Our data indicate that HSV reactivation (including HSV-1 but predominantly HSV-2 in these patients) markedly influences HIV plasma viremia. Suppression of HSV with acyclovir was associated with a reduction in plasma HIV RNA. Because 40% of HSV shedding was subclinical and acyclovir was even more effective in reducing HSV shedding than in reducing lesions, our results suggest that subclinical as well as clinical HSV reactivation influences plasma HIV RNA. Of note, 10 Study 2 patients experienced subclinical shedding before and after the period when acyclovir was given, but only 3 showed shedding during suppression. The reduction in median plasma HIV-1 RNA load was >5000 copies/mL. Although our study was not designed to define the duration in which acyclovir could reduce plasma HIV-1 RNA levels, if one extrapolates the level of HIV-1 RNA suppression over time, it approaches those that are associated with a measurable survival benefit [42] and would account for the reduced hazard ratio for acyclovir seen in meta-analyses [21]. Our data thus provide some biological understanding beyond the clinical studies indicating a survival benefit on acyclovir among patients on monotherapy and double combination therapy [1721].
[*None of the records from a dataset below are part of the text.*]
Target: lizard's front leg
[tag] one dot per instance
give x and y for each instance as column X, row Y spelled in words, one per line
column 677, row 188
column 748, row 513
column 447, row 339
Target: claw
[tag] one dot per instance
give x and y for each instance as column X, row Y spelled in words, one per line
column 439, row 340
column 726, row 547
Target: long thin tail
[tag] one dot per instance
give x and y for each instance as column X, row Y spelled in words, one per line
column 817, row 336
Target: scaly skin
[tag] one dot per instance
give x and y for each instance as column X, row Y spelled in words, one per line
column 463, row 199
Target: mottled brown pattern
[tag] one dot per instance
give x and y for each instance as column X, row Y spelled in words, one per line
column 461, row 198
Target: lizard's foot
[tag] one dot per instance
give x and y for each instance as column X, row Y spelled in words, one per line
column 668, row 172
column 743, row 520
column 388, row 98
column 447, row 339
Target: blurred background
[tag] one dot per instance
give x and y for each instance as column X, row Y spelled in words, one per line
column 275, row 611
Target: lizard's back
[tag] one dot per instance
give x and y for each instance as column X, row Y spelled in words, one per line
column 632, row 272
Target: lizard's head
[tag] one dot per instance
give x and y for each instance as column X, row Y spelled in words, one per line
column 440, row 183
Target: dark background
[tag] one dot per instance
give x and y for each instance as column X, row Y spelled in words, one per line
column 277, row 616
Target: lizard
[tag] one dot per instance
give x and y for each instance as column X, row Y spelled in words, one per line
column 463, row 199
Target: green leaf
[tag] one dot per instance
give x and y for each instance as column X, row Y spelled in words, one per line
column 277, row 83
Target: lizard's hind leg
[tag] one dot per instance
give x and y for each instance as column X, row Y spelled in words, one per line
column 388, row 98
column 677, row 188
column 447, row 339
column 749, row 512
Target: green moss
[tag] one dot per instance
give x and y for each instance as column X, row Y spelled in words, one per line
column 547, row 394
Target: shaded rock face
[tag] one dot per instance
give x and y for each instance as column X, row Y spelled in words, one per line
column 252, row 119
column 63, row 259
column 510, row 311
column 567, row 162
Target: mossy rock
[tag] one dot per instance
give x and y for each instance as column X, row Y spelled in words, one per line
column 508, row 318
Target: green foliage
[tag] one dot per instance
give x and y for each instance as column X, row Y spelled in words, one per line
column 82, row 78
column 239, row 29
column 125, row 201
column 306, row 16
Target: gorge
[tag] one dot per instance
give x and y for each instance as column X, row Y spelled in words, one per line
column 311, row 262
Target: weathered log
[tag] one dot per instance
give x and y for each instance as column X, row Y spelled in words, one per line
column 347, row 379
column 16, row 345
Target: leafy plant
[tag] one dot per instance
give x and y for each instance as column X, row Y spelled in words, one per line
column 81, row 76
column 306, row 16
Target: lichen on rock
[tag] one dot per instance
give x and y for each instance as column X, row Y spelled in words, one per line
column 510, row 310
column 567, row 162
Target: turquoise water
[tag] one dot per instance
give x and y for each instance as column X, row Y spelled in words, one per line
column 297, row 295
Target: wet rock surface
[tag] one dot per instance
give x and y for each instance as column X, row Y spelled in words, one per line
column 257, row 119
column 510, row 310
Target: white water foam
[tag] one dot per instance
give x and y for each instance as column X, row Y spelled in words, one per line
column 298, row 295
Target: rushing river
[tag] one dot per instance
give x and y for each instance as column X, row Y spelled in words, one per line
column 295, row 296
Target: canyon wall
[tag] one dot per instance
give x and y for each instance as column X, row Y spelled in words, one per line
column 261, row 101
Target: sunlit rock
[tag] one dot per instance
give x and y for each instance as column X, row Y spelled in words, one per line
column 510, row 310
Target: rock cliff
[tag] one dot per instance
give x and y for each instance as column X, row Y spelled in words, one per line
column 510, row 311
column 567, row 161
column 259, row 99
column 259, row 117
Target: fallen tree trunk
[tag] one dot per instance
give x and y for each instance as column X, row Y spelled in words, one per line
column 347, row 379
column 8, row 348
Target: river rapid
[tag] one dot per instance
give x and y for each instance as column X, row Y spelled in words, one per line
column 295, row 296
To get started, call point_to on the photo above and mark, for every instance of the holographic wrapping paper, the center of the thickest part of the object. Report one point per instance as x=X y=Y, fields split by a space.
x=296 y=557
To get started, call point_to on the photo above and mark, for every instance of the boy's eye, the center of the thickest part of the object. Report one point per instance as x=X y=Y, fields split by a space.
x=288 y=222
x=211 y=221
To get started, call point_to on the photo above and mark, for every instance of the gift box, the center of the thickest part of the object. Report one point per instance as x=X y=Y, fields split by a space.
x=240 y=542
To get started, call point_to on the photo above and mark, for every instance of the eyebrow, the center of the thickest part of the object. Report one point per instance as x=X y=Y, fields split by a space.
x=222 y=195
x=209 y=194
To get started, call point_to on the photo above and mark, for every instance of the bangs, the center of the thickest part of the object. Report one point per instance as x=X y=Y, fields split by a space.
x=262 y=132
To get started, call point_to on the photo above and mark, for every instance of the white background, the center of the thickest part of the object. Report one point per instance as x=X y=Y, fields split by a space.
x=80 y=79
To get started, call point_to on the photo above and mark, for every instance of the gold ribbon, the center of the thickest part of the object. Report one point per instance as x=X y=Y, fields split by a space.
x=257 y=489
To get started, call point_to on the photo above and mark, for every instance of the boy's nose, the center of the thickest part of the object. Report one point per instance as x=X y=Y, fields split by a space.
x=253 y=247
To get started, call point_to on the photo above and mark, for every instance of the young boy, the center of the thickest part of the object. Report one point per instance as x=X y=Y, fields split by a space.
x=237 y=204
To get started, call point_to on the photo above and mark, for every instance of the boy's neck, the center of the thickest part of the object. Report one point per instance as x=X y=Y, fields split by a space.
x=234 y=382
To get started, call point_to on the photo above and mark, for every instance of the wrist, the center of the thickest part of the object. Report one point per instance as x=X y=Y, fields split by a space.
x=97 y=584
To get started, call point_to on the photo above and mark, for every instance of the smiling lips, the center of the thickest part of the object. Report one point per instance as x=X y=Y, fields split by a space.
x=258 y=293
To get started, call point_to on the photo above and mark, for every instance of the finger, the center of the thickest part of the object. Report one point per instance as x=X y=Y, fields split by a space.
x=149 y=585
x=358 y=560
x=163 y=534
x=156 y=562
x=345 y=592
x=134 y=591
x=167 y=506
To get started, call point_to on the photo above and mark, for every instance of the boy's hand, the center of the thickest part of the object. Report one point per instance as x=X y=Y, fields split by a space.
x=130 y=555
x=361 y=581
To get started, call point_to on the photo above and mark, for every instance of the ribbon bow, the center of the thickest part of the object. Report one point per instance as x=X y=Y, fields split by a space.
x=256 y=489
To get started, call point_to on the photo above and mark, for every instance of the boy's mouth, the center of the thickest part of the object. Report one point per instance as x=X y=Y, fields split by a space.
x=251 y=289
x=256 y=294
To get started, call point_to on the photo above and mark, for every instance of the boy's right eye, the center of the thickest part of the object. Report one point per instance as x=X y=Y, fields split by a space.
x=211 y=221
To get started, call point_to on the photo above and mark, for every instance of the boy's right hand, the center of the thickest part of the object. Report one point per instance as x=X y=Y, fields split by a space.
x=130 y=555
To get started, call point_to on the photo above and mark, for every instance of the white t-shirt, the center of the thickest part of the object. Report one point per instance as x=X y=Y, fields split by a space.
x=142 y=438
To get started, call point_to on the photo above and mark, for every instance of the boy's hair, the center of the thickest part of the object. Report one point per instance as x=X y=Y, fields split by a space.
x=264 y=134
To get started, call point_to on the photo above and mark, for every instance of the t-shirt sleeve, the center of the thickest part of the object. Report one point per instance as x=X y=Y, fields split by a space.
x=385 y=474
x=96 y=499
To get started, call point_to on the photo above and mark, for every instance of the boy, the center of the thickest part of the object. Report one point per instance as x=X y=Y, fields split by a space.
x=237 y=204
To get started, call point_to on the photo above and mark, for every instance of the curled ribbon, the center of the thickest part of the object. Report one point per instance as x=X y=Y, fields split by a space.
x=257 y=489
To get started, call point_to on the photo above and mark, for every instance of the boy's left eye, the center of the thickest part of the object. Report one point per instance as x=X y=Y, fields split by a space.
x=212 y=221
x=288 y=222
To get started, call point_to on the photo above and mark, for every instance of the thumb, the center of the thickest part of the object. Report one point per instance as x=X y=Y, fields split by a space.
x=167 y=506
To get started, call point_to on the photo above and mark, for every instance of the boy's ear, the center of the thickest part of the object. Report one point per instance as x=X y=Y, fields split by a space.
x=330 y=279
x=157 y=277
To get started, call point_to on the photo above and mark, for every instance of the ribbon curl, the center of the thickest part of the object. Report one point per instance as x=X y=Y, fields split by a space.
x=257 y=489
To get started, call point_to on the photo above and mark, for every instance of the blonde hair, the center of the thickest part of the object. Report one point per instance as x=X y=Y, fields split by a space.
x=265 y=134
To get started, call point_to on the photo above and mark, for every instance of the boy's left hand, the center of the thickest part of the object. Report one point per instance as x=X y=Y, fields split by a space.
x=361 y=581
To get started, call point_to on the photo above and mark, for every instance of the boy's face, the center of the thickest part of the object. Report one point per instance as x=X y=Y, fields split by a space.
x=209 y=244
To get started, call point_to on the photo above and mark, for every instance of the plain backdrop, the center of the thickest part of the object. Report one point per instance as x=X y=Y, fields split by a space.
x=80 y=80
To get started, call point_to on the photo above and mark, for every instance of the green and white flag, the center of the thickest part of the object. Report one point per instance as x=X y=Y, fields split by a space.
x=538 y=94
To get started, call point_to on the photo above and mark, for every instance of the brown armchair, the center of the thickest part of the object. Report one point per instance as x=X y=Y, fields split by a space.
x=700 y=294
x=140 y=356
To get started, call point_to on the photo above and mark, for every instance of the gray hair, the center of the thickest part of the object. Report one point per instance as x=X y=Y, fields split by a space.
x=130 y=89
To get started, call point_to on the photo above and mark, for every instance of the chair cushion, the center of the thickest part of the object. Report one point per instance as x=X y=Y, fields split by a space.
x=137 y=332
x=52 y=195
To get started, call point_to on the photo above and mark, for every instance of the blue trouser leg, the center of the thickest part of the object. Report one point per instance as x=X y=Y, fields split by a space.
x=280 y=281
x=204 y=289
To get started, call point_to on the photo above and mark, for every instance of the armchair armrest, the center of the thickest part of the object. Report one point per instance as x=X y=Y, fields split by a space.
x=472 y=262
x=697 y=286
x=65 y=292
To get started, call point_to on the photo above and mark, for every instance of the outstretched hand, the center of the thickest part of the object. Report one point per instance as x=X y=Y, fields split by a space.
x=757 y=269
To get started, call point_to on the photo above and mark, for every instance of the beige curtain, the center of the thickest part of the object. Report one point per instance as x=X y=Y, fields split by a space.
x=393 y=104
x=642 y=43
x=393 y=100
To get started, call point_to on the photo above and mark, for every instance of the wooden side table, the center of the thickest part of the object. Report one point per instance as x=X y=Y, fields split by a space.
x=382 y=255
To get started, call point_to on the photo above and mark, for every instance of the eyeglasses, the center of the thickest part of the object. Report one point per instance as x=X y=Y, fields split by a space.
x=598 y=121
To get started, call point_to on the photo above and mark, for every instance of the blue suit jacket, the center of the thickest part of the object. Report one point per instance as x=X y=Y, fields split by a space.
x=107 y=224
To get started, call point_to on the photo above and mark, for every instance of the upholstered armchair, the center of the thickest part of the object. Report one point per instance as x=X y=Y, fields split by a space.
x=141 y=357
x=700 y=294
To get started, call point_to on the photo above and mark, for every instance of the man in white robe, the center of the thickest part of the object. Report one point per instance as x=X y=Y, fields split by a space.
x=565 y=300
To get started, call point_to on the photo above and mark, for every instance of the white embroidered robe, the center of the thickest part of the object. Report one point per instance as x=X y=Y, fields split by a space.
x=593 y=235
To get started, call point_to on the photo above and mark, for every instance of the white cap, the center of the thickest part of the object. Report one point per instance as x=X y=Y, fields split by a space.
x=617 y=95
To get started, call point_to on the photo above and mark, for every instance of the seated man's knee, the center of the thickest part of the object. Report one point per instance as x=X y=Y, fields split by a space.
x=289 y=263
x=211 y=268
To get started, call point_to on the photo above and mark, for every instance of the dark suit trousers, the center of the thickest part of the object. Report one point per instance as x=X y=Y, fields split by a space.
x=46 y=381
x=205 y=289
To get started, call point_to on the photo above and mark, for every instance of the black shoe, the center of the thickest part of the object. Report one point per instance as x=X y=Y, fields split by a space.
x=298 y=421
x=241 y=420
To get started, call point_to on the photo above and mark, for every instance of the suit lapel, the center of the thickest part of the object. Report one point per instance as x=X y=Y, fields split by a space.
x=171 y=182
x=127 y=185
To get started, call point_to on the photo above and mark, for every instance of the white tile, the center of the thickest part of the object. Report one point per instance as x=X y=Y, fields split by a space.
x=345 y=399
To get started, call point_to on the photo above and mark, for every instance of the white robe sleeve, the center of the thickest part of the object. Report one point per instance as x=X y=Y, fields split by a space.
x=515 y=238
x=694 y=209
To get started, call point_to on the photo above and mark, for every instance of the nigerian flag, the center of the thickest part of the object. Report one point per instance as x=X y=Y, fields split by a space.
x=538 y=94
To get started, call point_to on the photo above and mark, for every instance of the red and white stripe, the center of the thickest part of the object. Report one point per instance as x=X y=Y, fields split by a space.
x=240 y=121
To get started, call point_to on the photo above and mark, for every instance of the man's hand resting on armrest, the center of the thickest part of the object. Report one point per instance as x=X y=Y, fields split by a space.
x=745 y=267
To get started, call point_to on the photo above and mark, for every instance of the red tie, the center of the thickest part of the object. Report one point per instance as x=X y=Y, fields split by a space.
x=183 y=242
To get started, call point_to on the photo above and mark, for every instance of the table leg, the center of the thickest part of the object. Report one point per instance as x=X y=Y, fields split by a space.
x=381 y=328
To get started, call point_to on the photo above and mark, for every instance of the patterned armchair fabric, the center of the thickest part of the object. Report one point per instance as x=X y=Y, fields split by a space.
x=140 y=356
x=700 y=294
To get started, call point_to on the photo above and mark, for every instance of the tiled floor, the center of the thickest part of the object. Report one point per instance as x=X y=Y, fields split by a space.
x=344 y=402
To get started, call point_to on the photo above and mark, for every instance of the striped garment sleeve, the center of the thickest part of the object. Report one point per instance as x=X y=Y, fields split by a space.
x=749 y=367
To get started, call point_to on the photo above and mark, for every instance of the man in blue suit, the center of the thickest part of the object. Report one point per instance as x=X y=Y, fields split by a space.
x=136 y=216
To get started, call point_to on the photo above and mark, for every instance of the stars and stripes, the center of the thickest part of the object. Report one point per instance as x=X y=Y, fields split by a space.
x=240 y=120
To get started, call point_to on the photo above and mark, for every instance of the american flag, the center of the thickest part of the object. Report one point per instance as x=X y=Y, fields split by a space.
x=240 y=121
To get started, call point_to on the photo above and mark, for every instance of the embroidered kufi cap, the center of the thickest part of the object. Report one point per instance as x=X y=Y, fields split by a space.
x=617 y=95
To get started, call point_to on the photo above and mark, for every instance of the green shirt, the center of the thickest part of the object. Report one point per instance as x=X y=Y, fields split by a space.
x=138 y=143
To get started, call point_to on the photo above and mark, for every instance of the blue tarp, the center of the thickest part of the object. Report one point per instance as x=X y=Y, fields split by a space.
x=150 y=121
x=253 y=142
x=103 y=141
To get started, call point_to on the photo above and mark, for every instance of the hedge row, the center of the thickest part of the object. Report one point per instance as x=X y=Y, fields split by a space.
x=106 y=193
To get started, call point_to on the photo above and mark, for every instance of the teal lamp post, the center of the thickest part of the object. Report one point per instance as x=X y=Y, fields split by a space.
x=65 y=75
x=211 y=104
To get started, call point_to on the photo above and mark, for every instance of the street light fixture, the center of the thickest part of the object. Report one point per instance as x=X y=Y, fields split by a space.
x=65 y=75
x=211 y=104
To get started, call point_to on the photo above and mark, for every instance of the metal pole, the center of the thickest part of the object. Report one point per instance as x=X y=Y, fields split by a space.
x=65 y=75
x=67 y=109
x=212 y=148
Daily acyclovir therapy has not been embraced by most HIV care providers and has not been recommended by the recent Centers for Disease Control and Prevention Guidelines [43], which do not even recommend serologic testing for HSV-2 among HIV positive persons. Our data indicate this inattention to HSV-2 reactivation should be reevaluated. Frequent HSV reactivation influences HIV-1 plasma RNA levels, and our data indicate this occurs with sufficient regularity to quantitatively affect plasma HIV-1 levels in vivo. One intriguing aspect of our data is that they may provide an explanation for the fluctuations that people have recorded in HIV-1 RNA levels on and off therapy [42, 44]. These "blips" may not be measurement errors in the plasma HIV-1 RNA assays, but may be related to true in vivo "microblasts" of HIV-1 replication associated with HSV reactivation. As HSV shedding rates are higher in persons with low CD4 T cell counts, the addition of acyclovir to "salvage therapy" should be studied.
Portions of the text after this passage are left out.